Robert Harris seems to be on a mission to prove that you can find drama anywhere. Or at least, to demonstrate his ability to bring inherently dramatic situations more vividly to life. One of his early works, Enigma, injected additional drama into the already fraught industry of breaking of Nazi codes during World War 2. In his trilogy focussing on Cicero he drew out the political parallels of ancient Rome and the present day. And in An Officer and a Spy (reviewed here) he created a spy novel and legal thriller around one of the greatest miscarriages of justice of the 19th Century. In Conclave, Harris turns his attention to the arcane practices surrounding the election of a new pope. And in his hands it turns out to be both as fascinating and as deeply human as all of his previous books.

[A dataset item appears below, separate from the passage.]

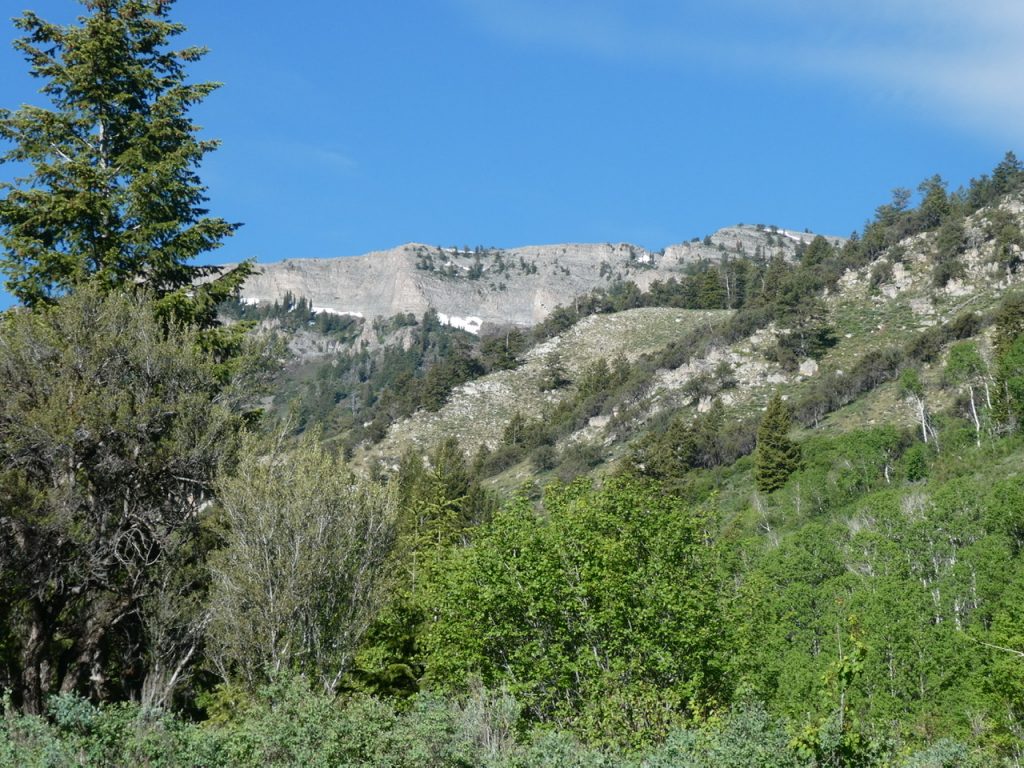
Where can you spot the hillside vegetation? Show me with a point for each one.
(754, 501)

The reader’s guide through Conclave is Cardinal Lomeli, Dean of the College of Cardinals. It falls on Lomeli to organise and run the election of the new Pope when the previous Pope dies. This involves gathering over one hundred cardinals from around the world and sequestering them in the Vatican, away from the eyes of the world, until they can agree on a successor. To be successful a candidate must obtain over 75% of the vote. When a vote fails to reach the required majority black smoke emerges from the Sistine Chapel. It is only when white smoke is seen that the outside world knows that a new Pope has been decided. While the religious view is that the final decision is guided by the hand of God, Harris shows the processes as anything but.
Lomeli himself is having a personal crisis of faith but is seen by others as an outside contender for the role. In full competition are four of his fellow cardinals already in positions of power within the Vatican. As each vote passes without a clear winner, Lomeli finds himself investigating rumours about these four, testing his faith, his belief in the former Pope and his political acumen. But also, as the rounds of voting continue, finding himself in the running partly as a result of his investigations.

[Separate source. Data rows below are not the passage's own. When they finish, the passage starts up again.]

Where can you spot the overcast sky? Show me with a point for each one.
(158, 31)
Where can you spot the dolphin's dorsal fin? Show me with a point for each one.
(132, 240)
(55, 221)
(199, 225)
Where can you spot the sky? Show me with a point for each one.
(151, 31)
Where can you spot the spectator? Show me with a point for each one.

While the text is liberally sprinkled with nuggets of information about the papal voting process, discussion of previous elections and descriptions of the Vatican buildings they only serve to illuminate what is first and foremost a political thriller. And few do these better than Harris. The structured voting processes provides the perfect scaffold for carefully laid revelations and bombshells both figurative and literal to be thrown into the mix. And while some readers may find the final twists a little hard to take, Harris has laid the groundwork for them and they perhaps reveal something of his true theological colours.